Il caso di specie, riguardava il Giudice per le indagini preliminari del Tribunale di Treviso, che con decreto aveva disposto l’ archiviazione del reato menzionato non notificandolo alla parte offesa domiciliata presso un praticante avvocato.

Unico atto attributivo alla Procura della Repubblica di Treviso fu quello di prendere atto che il praticante si fosse trasferito presso il Foro di Milano.


La parte offesa impugnava il suddetto decreto lamentando violazione della legge processuale ex art. 480, comma 2, c.p.c. non essendo state rispettate le forme del contraddittorio che lo avrebbero posto in condizione di presentare un eventuale opposizione nei confronti della richiesta del P.M.

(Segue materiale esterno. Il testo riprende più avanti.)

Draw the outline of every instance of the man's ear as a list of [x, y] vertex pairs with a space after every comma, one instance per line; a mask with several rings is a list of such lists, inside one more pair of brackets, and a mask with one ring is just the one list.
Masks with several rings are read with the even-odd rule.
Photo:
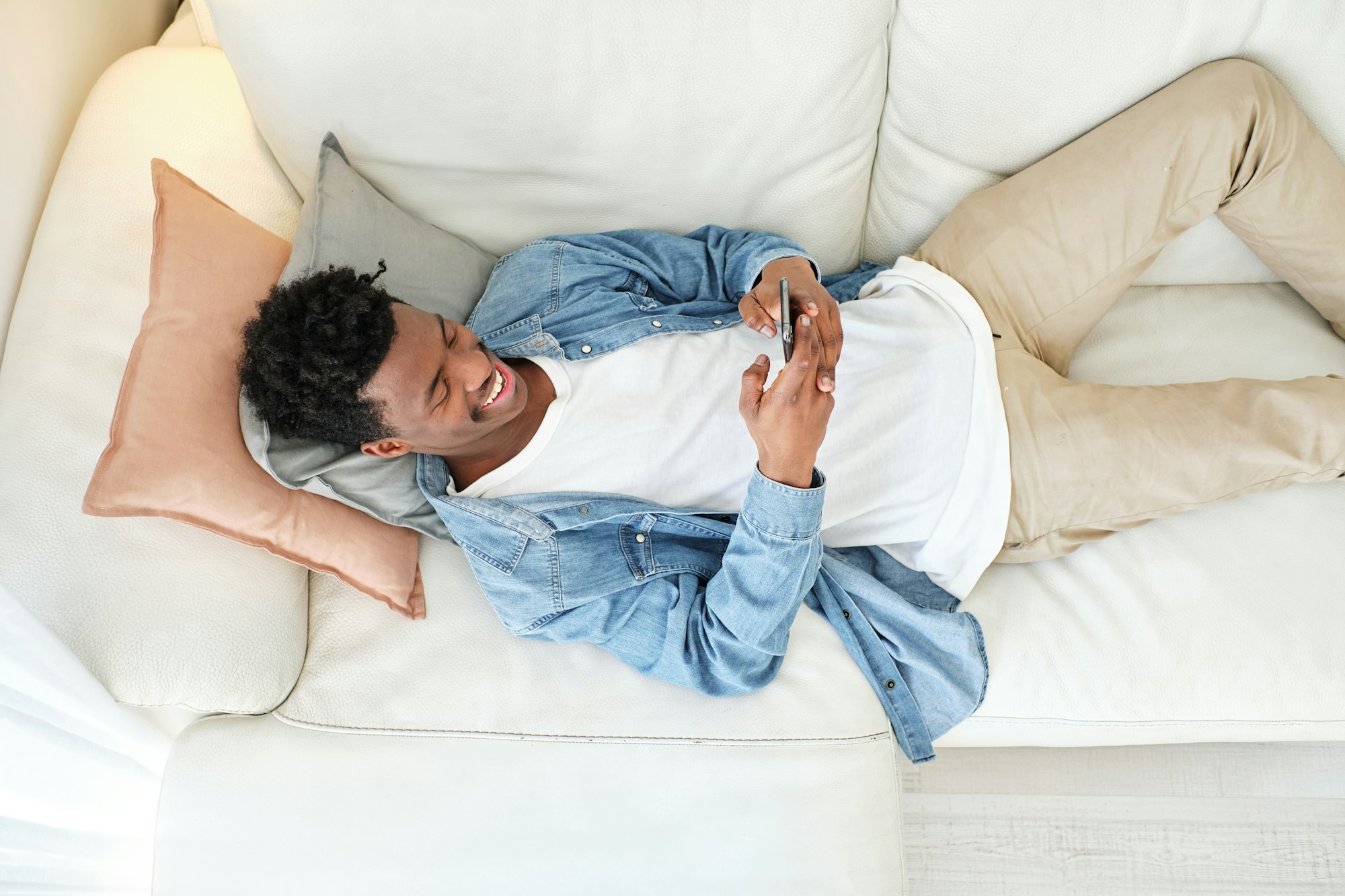
[[360, 443], [359, 449], [370, 457], [401, 457], [412, 449], [412, 445], [401, 439], [379, 439]]

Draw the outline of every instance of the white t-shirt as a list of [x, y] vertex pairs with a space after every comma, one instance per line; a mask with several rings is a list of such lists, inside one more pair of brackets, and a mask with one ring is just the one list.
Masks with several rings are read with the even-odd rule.
[[[948, 274], [901, 257], [839, 307], [835, 406], [818, 451], [822, 544], [877, 545], [955, 597], [1003, 546], [1009, 433], [990, 326]], [[533, 358], [555, 401], [529, 444], [460, 492], [635, 495], [742, 509], [757, 460], [738, 414], [742, 370], [784, 357], [746, 326], [670, 332], [584, 361]]]

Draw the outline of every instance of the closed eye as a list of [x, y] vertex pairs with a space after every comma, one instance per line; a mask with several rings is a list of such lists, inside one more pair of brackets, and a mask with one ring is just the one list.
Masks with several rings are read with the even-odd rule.
[[[438, 335], [443, 336], [443, 339], [444, 339], [444, 347], [445, 348], [452, 348], [453, 346], [457, 344], [457, 326], [453, 327], [453, 338], [449, 339], [448, 334], [445, 332], [445, 328], [448, 327], [448, 322], [444, 320], [444, 315], [434, 315], [434, 316], [438, 318]], [[434, 402], [433, 410], [438, 410], [444, 405], [444, 402], [448, 401], [448, 391], [449, 391], [449, 389], [448, 389], [448, 377], [444, 377], [444, 379], [441, 382], [444, 383], [444, 397], [440, 398], [437, 402]]]

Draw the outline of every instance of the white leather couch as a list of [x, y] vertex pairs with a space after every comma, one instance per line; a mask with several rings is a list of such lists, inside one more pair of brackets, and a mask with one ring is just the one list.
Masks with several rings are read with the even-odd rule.
[[[195, 7], [195, 8], [192, 8]], [[761, 227], [824, 272], [1194, 66], [1264, 65], [1345, 157], [1333, 0], [191, 0], [98, 81], [0, 358], [0, 583], [174, 745], [156, 896], [900, 893], [907, 760], [837, 635], [710, 698], [499, 626], [422, 539], [428, 619], [167, 519], [83, 517], [147, 301], [149, 159], [291, 237], [321, 135], [503, 254], [549, 233]], [[221, 46], [223, 50], [221, 50]], [[1116, 383], [1345, 374], [1217, 221], [1076, 355]], [[1345, 412], [1345, 410], [1342, 410]], [[993, 566], [955, 747], [1345, 739], [1345, 482]]]

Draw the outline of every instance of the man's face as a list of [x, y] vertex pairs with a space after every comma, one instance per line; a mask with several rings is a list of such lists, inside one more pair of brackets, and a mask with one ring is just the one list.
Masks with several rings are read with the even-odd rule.
[[[402, 303], [393, 304], [393, 319], [397, 335], [360, 394], [383, 402], [397, 436], [366, 441], [360, 451], [461, 456], [483, 440], [503, 443], [499, 436], [527, 408], [527, 383], [460, 323]], [[496, 371], [504, 386], [487, 405]]]

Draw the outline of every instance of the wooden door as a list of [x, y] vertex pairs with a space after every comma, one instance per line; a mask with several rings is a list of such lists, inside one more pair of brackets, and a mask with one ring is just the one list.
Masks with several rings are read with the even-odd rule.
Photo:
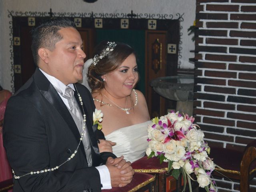
[[157, 94], [149, 85], [152, 79], [166, 76], [166, 32], [146, 31], [146, 98], [151, 118], [166, 114], [166, 99]]

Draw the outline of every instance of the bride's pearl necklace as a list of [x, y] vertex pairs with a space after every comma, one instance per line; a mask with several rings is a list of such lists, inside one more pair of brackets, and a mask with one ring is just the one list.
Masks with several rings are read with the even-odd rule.
[[[131, 107], [130, 108], [126, 108], [126, 107], [125, 108], [123, 108], [122, 107], [121, 107], [118, 106], [118, 105], [116, 104], [114, 102], [113, 102], [112, 101], [110, 100], [110, 99], [109, 98], [108, 98], [108, 97], [107, 97], [107, 96], [105, 94], [104, 94], [104, 93], [102, 93], [102, 94], [104, 95], [104, 96], [105, 96], [106, 98], [107, 98], [108, 99], [108, 100], [109, 100], [112, 103], [114, 104], [114, 105], [112, 105], [112, 104], [110, 104], [109, 103], [106, 103], [106, 102], [104, 102], [104, 101], [101, 101], [100, 100], [98, 100], [97, 99], [96, 99], [95, 98], [94, 98], [93, 100], [94, 100], [94, 101], [97, 101], [98, 102], [99, 102], [100, 103], [102, 103], [104, 105], [108, 105], [109, 106], [110, 106], [111, 107], [115, 107], [117, 109], [120, 109], [121, 110], [122, 110], [123, 111], [124, 111], [126, 112], [126, 114], [130, 114], [130, 112], [128, 111], [130, 111], [130, 110], [132, 109], [138, 104], [138, 94], [137, 94], [137, 92], [136, 92], [136, 91], [135, 91], [135, 90], [134, 89], [132, 89], [132, 90], [133, 91], [133, 92], [134, 93], [134, 94], [135, 94], [135, 102], [134, 103], [134, 104], [132, 107]], [[126, 104], [127, 104], [127, 97], [126, 97]]]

Giova ricordare che trascorsi orientamenti giurisprudenziali hanno ribadito che: “ l’ omesso avviso della richiesta di archiviazione alla persona offesa che ne abbia fatto richiesta determina la violazione del contraddittorio e al conseguente nullità del decreto di archiviazione ai sensi dell’ art. 127 c.p.c., comma 5 ( Cass., Sez.VI, n. 24273 del 19/03/2013)”.

Di recente, anche la Cassazione chiamata a pronunciarsi sulla questione confermarono il dettato normativo aggiungendo che il cambio di domicilio del praticante non avrebbe potuto esimere l’ ufficio del P.M. dall’ onere di dar corso a detto avviso né quello di compiere attività ulteriore come la ricerca del nuovo recapito legale.

Si concludeva, pertanto per l’ accoglimento del ricorso.